The coordinated behaviors observed in natural fish schools, such as cooperative hunting and dynamic obstacle avoidance, offer profound inspiration for the design of multi-agent systems, particularly in challenging environments like underwater domains. This collective intelligence, characterized by distributed perception and adaptive coordination, is a compelling model for developing advanced control strategies for bionic robot collectives. The pursuit-evasion problem, a classic testbed for multi-agent cooperation, becomes significantly more complex in underwater settings due to inherent challenges like strong disturbances, noisy perception, and the underactuated nature of bionic robot platforms. Traditional methods often rely on precise dynamical models or impose restrictive assumptions on opponent behavior, limiting their applicability in real-world, dynamic scenarios where opponents are intelligent and adaptive.

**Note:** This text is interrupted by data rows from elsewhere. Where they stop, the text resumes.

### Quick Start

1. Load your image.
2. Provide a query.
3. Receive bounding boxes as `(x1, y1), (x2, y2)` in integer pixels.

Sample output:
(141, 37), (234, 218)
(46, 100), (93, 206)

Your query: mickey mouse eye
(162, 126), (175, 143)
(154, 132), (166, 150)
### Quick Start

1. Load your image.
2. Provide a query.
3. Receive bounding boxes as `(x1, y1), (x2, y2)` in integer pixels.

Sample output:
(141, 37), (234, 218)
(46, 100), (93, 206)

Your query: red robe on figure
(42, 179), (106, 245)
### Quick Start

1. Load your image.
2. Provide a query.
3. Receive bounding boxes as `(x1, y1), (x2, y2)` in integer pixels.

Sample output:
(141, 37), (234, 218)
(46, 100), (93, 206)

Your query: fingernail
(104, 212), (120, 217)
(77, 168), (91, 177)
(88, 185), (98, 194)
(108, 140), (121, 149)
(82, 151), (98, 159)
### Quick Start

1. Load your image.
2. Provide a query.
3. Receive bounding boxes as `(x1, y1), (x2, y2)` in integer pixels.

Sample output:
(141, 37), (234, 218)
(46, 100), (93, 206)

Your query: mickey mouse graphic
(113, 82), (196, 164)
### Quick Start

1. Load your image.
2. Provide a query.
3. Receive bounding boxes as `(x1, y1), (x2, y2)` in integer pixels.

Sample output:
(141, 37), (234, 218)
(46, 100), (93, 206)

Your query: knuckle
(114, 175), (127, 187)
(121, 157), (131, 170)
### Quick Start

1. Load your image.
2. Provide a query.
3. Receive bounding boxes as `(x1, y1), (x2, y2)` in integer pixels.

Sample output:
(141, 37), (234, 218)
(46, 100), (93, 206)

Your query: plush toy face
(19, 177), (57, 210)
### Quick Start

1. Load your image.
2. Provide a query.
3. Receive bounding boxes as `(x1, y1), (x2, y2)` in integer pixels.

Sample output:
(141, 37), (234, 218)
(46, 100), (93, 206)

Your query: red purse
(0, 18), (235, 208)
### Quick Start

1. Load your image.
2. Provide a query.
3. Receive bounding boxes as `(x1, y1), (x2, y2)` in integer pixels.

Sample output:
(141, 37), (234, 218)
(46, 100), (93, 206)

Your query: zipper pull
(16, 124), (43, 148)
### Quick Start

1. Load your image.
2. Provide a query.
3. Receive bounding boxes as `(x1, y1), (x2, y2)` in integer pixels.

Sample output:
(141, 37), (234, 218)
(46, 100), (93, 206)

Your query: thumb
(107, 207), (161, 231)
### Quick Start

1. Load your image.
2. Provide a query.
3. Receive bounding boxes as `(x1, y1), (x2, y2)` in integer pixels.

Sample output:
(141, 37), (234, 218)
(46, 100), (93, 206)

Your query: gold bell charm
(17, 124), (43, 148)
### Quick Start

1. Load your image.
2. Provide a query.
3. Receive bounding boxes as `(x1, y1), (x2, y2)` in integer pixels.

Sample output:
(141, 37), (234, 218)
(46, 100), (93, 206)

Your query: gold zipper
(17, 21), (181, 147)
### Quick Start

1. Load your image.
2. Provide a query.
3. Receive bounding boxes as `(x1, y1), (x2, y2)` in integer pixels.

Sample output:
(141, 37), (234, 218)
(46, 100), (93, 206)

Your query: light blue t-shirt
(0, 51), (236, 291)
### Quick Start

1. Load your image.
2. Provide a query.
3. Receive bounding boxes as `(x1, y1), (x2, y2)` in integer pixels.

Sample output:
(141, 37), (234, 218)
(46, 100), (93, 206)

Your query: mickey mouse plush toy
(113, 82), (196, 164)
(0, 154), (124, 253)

To address these limitations, this work presents a comprehensive framework for training cooperative pursuit policies for underwater bionic robot swarms. The core of our approach integrates a Multi-Agent Reinforcement Learning architecture with a Multi-Head Self-Attention mechanism (MARL-MHSA) and is grounded in a data-driven simulation environment. This synergy is designed to enhance inter-agent cooperation, improve policy training efficiency, and crucially, bridge the notorious simulation-to-reality gap that often hinders the deployment of learned controllers onto physical bionic robot systems.

The fundamental challenge in underwater bionic robot control stems from the difficulty of obtaining accurate hydrodynamics models. Instead of relying on such first-principle models, we adopt a data-driven modeling paradigm. We collect real motion data from a physical bionic robot platform—a multi-joint robotic shark—by executing various control commands. A dataset $B = \{(u_i, x_i) | i = 1, …, N\}$ is constructed, where $u_i \in \mathbb{R}^m$ represents the control input (e.g., frequency and bias of a Central Pattern Generator) and $x_i \in \mathbb{R}^n$ represents the observed state (e.g., forward velocity and angular velocity). A deep neural network is then trained to learn the mapping from the control space to the motion state space:
$$F_s: (f, b) \rightarrow (v, \omega)$$
where $f$ is the tail-beat frequency, $b$ is the control bias, $v$ is the linear velocity, and $\omega$ is the angular velocity. This learned model forms the dynamics engine of our simulation environment, effectively aligning the simulation’s kinematic behavior with that of the real bionic robot. To further enhance realism, Gaussian noise is injected into the state transitions to mimic environmental uncertainties and actuator imperfections.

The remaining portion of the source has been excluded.